Python 如何确定dataframe列中列表的长度_Python_Pandas

Python 如何确定dataframe列中列表的长度

python pandas

Python 如何确定dataframe列中列表的长度,python,pandas,Python,Pandas,如何在没有迭代的情况下确定列中列表的长度我有这样一个数据帧： CreationDate 2013-12-22 15:25:02 [ubuntu, mac-osx, syslinux] 2009-12-14 14:29:32 [ubuntu, mod-rewrite, laconica, apache-2.2] 2013-12-22 15:42:00

如何在没有迭代的情况下确定列中列表的长度

我有这样一个数据帧：

                                                    CreationDate
2013-12-22 15:25:02                  [ubuntu, mac-osx, syslinux]
2009-12-14 14:29:32  [ubuntu, mod-rewrite, laconica, apache-2.2]
2013-12-22 15:42:00               [ubuntu, nat, squid, mikrotik]

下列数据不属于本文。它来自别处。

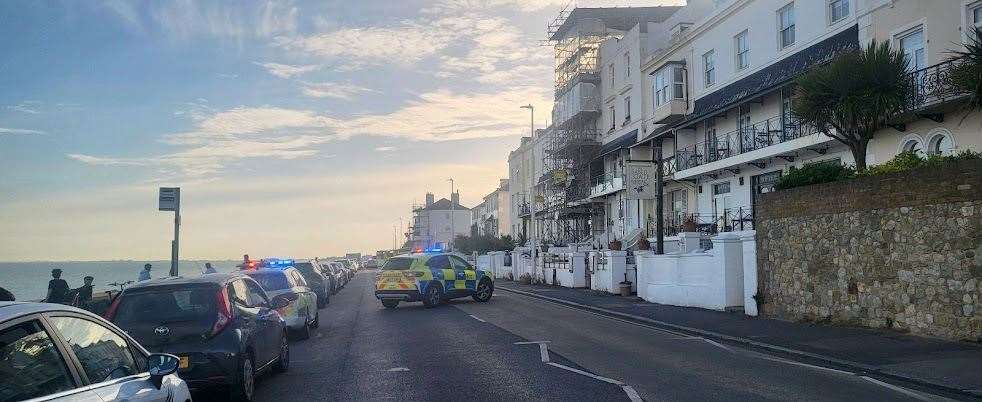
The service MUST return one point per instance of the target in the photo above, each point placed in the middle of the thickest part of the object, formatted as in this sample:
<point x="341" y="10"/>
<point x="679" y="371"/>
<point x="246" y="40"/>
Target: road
<point x="489" y="351"/>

df['Length'] = df.CreationDate.apply(lambda x: len(x))

我正在计算

CreationDate

列中列表的长度，并创建一个新的

length

列，如下所示：

                                                    CreationDate
2013-12-22 15:25:02                  [ubuntu, mac-osx, syslinux]
2009-12-14 14:29:32  [ubuntu, mod-rewrite, laconica, apache-2.2]
2013-12-22 15:42:00               [ubuntu, nat, squid, mikrotik]

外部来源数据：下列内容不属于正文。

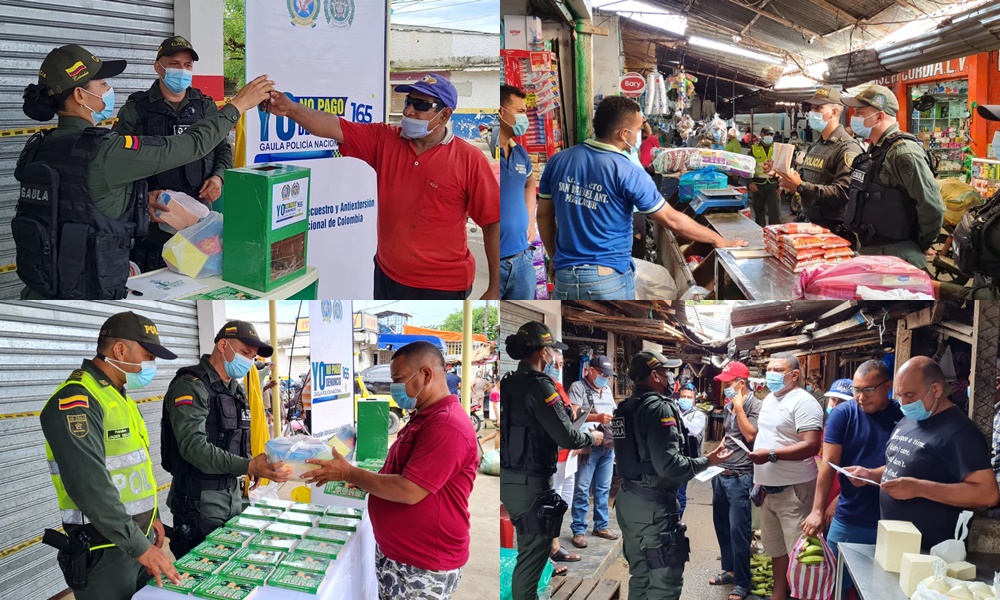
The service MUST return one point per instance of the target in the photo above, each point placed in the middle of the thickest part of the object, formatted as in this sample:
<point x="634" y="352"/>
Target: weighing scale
<point x="724" y="200"/>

df['Length'] = df.CreationDate.apply(lambda x: len(x))

这就给了我：

                                                    CreationDate  Length
2013-12-22 15:25:02                  [ubuntu, mac-osx, syslinux]       3
2009-12-14 14:29:32  [ubuntu, mod-rewrite, laconica, apache-2.2]       4
2013-12-22 15:42:00               [ubuntu, nat, squid, mikrotik]       4

有没有比python更合适的方法来实现这一点？

您也可以使用

str

访问器来执行一些列表操作。在这个例子中

df['CreationDate'].str.len()

返回每个列表的长度。有关详细信息，请参阅文档

对于这些操作，普通Python通常更快。不过熊猫可以对付南人。以下是时间安排：

ser = pd.Series([random.sample(string.ascii_letters, 
                               random.randint(1, 20)) for _ in range(10**6)])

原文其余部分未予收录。